An at most binary tree is an unordered rooted tree in whic each node has at most two children.
I want to find the ordinary generating function for the number of at most binary trees on n unlabelled nodes.
I am trying to solve this problem using the theory of species. I am thinking the following way.:
Let $t_n$ be thenumber of trees with n vertices and let $T(x) = \sum_n t_n x^n$ be their ordinary generating function. We first pick the root of the tree and then any of the remaining branches must be an at most binary unorderedrooted tree. Thus, the generating function fo any of the branches is $(1+T(x) + T(x)^2/2)$. THus, multiplying our choice for root and the remaining branches, we have that $T(x) = x(1+T(x)+T(x)^2/2)$. From here I should just solve the recurrence and find the ordinary generating function.
I'm not sure if this reasoning is right, but in a previous problem I found the exponential generating fucntion for thenumber of at most binary trees on n laelled nodes, but I got a very similar result.
I am wondering if they way I approached this problem is right and, if not, if anyone could give me a hint for it.
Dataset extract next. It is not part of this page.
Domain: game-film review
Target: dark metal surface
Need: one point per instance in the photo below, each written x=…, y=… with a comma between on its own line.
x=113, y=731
Thanks!
Your $t_n$ are the Wedderburn–Etherington numbers, OEIS A001190. Specifically, $t_n=a_{n+1}$, where the $a_n$ are the Wedderburn-Etherington numbers. The OEIS entry has copious references but neither a closed form nor an explicit generating function. It does note that the generating function $A(x)$ for the $a_n$ satisfies
$$A(x)=x+\frac12\left(A(x)^2+A(x^2)\right)$$
and
$$A(x)=1-\sqrt{1-2x-A(x^2)}\;.$$
Since $a_0=0$, $T(x)=\frac{A(x)}x$. For $n\ge 1$ the Wedderburn–Etherington numbers satisfy the recurrences
$$\begin{align*} a_{2n-1}&=\sum_{k=1}^{n-1}a_ka_{2n-k-1}\\ a_{2n}&=\frac{a_n(a_n+1)}2+\sum_{k=1}^{n-1}a_ka_{2n-k}\;, \end{align*}$$
With base case $a_1=1$. This yields the recurrences
$$\begin{align*} t_{2n}&=\sum_{k=0}^{n-1}t_kt_{2n-k-1}\\ t_{2n-1}&=\frac{t_{n-1}(t_{n-1}+1)}2+\sum_{k=1}^{n-1}t_{k-1}t_{2n-1-k} \end{align*}$$
for $n\ge 1$, with base case $t_0=1$.